Note: The Philippines' Mitigation Cost-Benefit Analysis was initially carried out in 2015 to inform the country's Intended Nationally Determined Contributions (INDC). It was eventually updated in 2018 to reflect developments, i.e. most recent data and information, relevant to the study. The climate change mitigation options outlined in the CBA were based on the following considerations:
- The mitigation options are reflected in national policies, regulations and development plans for the Philippines and/or options that are being considered for future adoption;
- The options are included in prior mitigation studies and reports for the Philippines (such as efforts by the UNDP and ADB) to prioritize and/or analyze mitigation options for various sectors;
- The options have the potential to reduce and/or avoid GHG emissions in the Philippines; and/or
- Stakeholders recommended inclusion of the options in this study.
In the context of NDC development, the CBA study aims to guide and provide foundational premise in the formulation of the country's NDCs. Hence, the findings of the CBA are currently being revisited by the sectoral and oversight agencies in collaboration with the Climate Change Commission (CCC). The mitigation options presented therein are provisional and subject to revisions based on best available datasets and updated methodologies, and, most importantly, the national development objectives and priorities.
Furthermore, the chapter on Agriculture was not updated in 2018 since this particular sector was not covered in the INDC.
The Philippines officially became a Party to the Paris Agreement on April 22, 2017. This is a landmark agreement reached at the 21st Conference of Parties (COP21) of the United Framework Convention on Climate Change (UNFCCC) which aims to limit the global temperature rise to well below 2C above pre-industrial levels and to pursue efforts to limit the increase even further to 1.5C.
The agreement requires all parties to put forward ambitious efforts through their Nationally Determined Contributions (NDC). The Philippines is currently crafting its NDC which shall be built upon the country’s Intended Nationally Determined Contributions (INDC) communicated to the UNFCCC on October 1, 2015.
The Philippine NDC aims to present a paradigm shift toward low-carbon development and should be aligned with national policies and strategies while promoting the country’s economic development and industrialization goals.
The development of the Philippine NDC involves three (3) phases: (i) Revisiting the parameters of the INDC submitted to UNFCCC; (ii) Reconstructing the INDC into NDC through validation of the mitigation options and target setting; and (iii) Reporting of the NDC every 5 years and development of M&E and MRV systems.
The NDC are calculated per sector to ensure alignment to strategic priorities and programs. The major sectors involved are Agriculture, Waste, Industry, Transport, Forestry and Energy (AWIT-FE). Each sector identified their own mitigation options and each option was subjected to Cost-Benefit Analysis for prioritization.

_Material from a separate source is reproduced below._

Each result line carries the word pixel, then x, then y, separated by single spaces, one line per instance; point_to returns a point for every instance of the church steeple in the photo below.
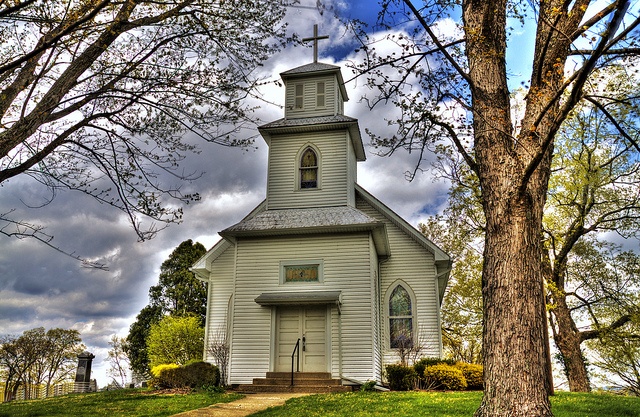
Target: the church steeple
pixel 314 149
pixel 315 38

MITIGATION COST-BENEFIT ANALYSIS
As the Philippine economy continues to expand, the Government of the Philippines is working to address the sustainability and greenhouse gas (GHG) emission challenges related to sustaining this growth. As a part of this effort, the Climate Change Commission (CCC) partnered with the United States Agency for International Development (USAID) to develop the quantitative evidence base for prioritizing climate change mitigation by conducting a cost-benefit analysis (CBA) of climate change mitigation options. An economy-wide CBA is a systematic and transparent process that can be used to evaluate the impact of potential government interventions on the welfare of a country’s citizens. Thus, the CBA is well-suited for the identification of socially-beneficial climate change mitigation opportunities in the Philippines.
The scope of the CBA covers all GHG emitting sectors in the Philippines, including agriculture, energy, forestry, industry, transport, and waste.